Между тем, уже в большинстве фильмов шестидесятых годов этот образ геолога, строителя, исследователя тайги, полярного исследователя, в фильме «Вертикаль» например(и Высоцкий, кстати говоря, именно в этом направлении работал, когда его стали знать как артиста), этот образ пока ещё представляется едва ли не идеальным. Обратите внимание, что Высоцкий сыграл и в «Карьере Димы Горина» (там у него эпизодическая роль), и в «Вертикали», и в «Коротких встречах» — во всех фильмах, где постулировался вот этот образ такого отважного искателя приключений.
В чём его прелесть и почему он симпатичен? Он симпатичен прежде всего тем, что он не приемлет рутины, не приемлет быта, он хочет героизма. Конечно, эта жажда героики довольно инфантильная, но вместе с тем в ней есть шестидесятнический протест против обывательщины. И в этом смысле я скорее «за», я скорее люблю этот персонаж, хотя он был не глубок очень. Вот Куваев впервые попробовал его философски, что ли, осмыслить, посмотреть на него как на искателя истины, как на искателя такого Эльдорадо.

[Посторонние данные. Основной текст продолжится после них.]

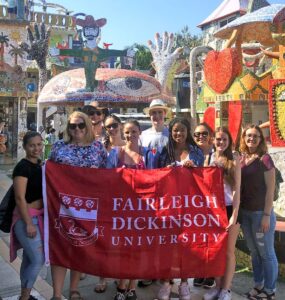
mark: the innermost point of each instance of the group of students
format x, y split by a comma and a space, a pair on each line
249, 181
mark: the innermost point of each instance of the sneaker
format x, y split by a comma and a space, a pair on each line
209, 283
131, 295
263, 295
253, 292
184, 291
164, 292
225, 295
120, 296
198, 281
212, 294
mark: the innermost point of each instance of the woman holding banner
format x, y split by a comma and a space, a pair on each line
132, 156
204, 138
181, 150
27, 226
113, 127
78, 148
257, 215
225, 158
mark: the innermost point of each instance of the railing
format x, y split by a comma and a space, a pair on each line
54, 20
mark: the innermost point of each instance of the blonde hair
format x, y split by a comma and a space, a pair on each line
261, 148
89, 136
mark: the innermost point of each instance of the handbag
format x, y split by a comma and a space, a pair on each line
7, 207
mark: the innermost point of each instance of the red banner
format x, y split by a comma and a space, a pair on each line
123, 223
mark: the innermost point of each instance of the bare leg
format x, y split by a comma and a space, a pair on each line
231, 259
132, 285
74, 280
25, 293
58, 274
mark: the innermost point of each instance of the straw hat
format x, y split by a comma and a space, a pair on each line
156, 104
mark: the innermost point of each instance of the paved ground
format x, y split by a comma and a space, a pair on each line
10, 283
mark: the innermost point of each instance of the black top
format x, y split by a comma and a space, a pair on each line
33, 172
253, 187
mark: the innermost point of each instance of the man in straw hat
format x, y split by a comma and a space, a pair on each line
156, 137
97, 113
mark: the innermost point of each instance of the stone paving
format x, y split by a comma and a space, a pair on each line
10, 283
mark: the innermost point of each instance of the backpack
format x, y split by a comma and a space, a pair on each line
7, 206
278, 180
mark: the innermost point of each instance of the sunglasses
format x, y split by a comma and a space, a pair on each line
254, 136
220, 139
113, 125
203, 134
94, 112
73, 126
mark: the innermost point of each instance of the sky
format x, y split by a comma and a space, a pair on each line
134, 21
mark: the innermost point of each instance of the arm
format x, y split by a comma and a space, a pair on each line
269, 177
106, 53
236, 191
20, 186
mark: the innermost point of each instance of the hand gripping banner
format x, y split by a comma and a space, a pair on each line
123, 223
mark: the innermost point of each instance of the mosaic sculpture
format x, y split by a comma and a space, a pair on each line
164, 60
233, 74
38, 50
3, 42
195, 56
92, 54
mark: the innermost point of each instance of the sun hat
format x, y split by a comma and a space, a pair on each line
156, 104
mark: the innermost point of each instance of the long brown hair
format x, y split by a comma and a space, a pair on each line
261, 148
228, 163
89, 137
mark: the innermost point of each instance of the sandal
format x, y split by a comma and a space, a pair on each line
253, 292
263, 295
100, 287
75, 295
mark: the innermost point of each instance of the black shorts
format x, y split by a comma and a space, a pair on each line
12, 10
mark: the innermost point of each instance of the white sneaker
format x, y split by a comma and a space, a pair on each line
212, 294
184, 291
164, 292
225, 295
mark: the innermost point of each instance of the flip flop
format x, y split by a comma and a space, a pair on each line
100, 287
75, 295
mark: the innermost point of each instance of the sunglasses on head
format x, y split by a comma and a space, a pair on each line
94, 112
73, 126
254, 136
113, 125
203, 134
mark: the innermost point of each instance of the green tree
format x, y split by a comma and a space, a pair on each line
185, 39
143, 57
15, 52
3, 42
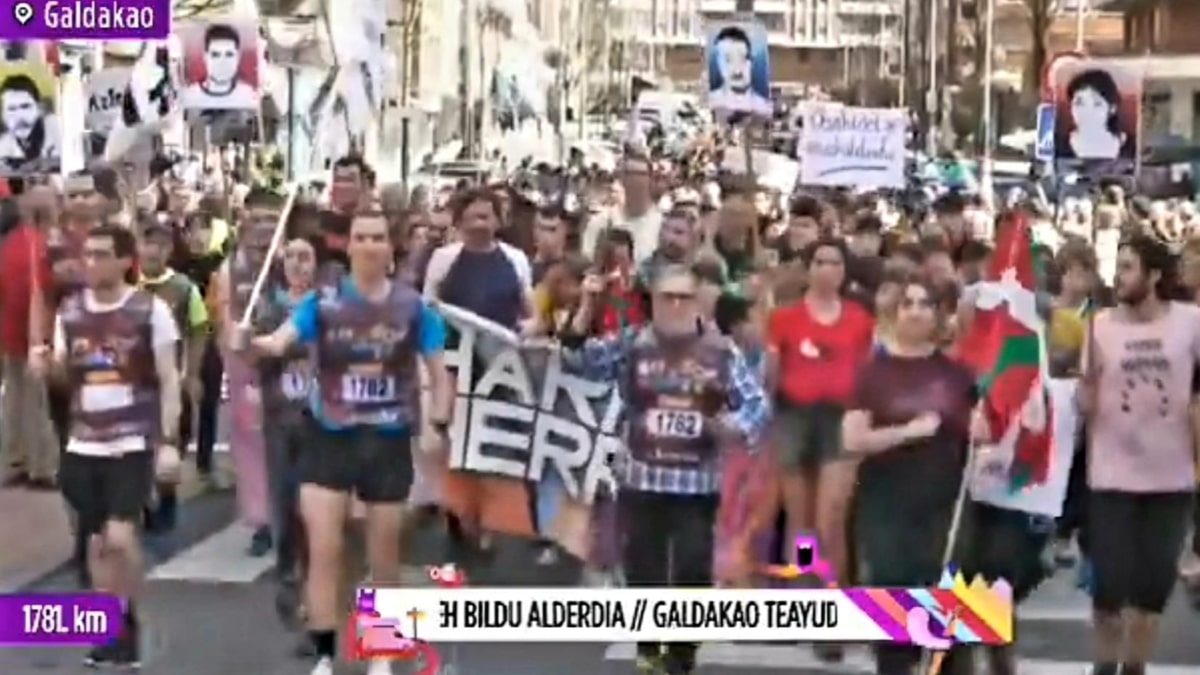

Санин, наверное, среди этих авторов наиболее беллетрист. Хотя у него была очень славная вещь «Белое проклятие», увлекательная, но дело в том, что Санин — это писатель классом пониже. Он не то чтобы забыт, он как раз довольно-таки активно перепечатывается, и в антологиях советской литературы, сейчас выходящих, в сериях книжных его полярные повести стоят довольно высоко. Другое дело, что как раз с точки зрения фактической достоверности и психологической достоверности Санин сильно уступает остальным. Я помню, в «Литгазете» была даже тогда обильная дискуссия о том, до какой степени у него натянуты эти его экстремальные ситуации, насколько они приблизительные.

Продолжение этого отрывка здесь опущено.